I have a python function funz
that returns every time a different array of length p.
I need to run this function different times and then to compute the mean of each value.
I can do this with a for loop but it takes a lot of times.
I am trying to use the library multiprocessing but I get into an error.
import sklearn as sk
import numpy as np
from sklearn.base import BaseEstimator, TransformerMixin
from sklearn import preprocessing,linear_model, cross_validation
from scipy import stats
from multiprocessing import Pool
class stabilize(BaseEstimator,TransformerMixin):
def __init__(self,sim=3,n_folds=3):
self.sim=sim
self.n_folds=n_folds
def fit(self,X,y):
self.n,self.p=X.shape
self.X=X
self.y=y
self.beta=np.zeros(shape=(self.sim,self.p))
self.alpha_min=[]
self.mapper=p.map(self.multiple_cv,[1]*self.sim)
def multiple_cv(self,o):
kf=sk.cross_validation.KFold(self.n,n_folds=self.n_folds,shuffle=True)
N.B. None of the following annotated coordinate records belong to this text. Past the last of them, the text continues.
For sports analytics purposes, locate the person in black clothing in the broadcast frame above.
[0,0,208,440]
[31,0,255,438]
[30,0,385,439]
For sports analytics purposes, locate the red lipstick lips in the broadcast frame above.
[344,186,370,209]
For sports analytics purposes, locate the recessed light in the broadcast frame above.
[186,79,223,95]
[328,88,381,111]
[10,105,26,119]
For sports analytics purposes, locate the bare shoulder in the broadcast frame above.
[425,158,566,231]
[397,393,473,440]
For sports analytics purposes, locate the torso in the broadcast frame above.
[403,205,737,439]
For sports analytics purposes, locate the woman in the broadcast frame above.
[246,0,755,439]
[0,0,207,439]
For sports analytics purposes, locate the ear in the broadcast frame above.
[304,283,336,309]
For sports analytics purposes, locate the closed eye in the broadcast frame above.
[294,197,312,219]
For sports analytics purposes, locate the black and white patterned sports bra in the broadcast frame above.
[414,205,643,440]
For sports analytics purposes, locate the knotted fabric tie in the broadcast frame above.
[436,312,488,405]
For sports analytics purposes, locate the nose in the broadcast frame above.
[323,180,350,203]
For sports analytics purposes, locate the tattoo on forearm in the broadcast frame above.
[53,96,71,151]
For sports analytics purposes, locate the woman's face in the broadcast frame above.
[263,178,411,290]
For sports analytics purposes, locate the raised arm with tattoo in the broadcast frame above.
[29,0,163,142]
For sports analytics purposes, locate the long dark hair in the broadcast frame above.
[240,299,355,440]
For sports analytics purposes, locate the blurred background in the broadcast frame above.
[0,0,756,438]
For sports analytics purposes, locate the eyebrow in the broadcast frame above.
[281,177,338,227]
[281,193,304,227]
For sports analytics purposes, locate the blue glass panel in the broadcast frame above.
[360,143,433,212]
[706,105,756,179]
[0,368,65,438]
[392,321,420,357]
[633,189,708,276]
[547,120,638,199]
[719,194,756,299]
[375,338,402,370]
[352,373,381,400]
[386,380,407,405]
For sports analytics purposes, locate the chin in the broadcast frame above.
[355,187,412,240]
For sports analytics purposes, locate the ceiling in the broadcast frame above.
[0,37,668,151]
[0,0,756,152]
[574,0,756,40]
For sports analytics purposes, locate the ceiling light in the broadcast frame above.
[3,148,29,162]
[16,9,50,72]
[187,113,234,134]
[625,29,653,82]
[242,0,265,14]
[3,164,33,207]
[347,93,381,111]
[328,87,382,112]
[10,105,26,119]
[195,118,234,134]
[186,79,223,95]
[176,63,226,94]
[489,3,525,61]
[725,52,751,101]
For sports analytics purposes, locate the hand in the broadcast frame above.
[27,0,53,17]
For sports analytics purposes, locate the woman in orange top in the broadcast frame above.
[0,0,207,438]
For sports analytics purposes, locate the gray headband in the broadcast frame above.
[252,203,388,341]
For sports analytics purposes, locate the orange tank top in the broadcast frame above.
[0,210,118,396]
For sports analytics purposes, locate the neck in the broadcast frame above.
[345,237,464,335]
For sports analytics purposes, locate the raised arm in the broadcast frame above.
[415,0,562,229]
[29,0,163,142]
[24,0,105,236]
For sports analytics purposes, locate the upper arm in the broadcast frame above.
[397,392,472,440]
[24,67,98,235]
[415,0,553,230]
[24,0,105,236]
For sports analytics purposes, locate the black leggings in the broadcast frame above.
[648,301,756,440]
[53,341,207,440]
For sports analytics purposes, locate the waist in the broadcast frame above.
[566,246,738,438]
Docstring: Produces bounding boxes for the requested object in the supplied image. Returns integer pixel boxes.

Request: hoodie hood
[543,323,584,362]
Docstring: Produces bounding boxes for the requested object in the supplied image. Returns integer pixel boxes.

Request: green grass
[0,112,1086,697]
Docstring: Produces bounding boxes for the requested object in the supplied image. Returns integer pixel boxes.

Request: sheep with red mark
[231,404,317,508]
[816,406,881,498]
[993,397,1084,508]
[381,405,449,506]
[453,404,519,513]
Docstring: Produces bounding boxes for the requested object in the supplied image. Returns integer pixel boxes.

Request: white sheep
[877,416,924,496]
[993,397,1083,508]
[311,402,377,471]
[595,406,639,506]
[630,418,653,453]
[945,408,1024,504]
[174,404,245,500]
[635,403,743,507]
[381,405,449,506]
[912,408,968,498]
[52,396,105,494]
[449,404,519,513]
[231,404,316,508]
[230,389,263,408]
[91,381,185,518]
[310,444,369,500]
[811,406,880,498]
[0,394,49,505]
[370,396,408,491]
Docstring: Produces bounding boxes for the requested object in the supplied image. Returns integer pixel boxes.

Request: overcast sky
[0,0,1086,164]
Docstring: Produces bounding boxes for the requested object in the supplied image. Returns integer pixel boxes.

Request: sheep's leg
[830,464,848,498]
cv=sk.linear_model.LassoCV(cv=kf).fit(self.X,self.y)
beta=cv.coef_
alpha_min=cv.alpha_
return alpha_min
I used a dummy variable o to tell how many parallel process I would like to use. This is not very elegant and maybe is part of the error. The variables X and y are already part of the class so I do not have argument to pass to the function multiple_cv.
When I run the program I get this error
Exception in thread Thread-3:
Traceback (most recent call last):
File "/usr/lib/python2.7/threading.py", line 551, in __bootstrap_inner
self.run()
File "/usr/lib/python2.7/threading.py", line 504, in run
self.__target(*self.__args, **self.__kwargs)
File "/usr/lib/python2.7/multiprocessing/pool.py", line 319, in _handle_tasks
put(task)
PicklingError: Can't pickle <type 'instancemethod'>: attribute lookup __builtin__.instancemethod failed
Your problem is that the function you want to call is a instance method of an object. This can not be serialized and sent to another process. I see two solutions:
use a different globally available function:
and
make the methods of objects serializable using VeryPicklableObject and its dependencies.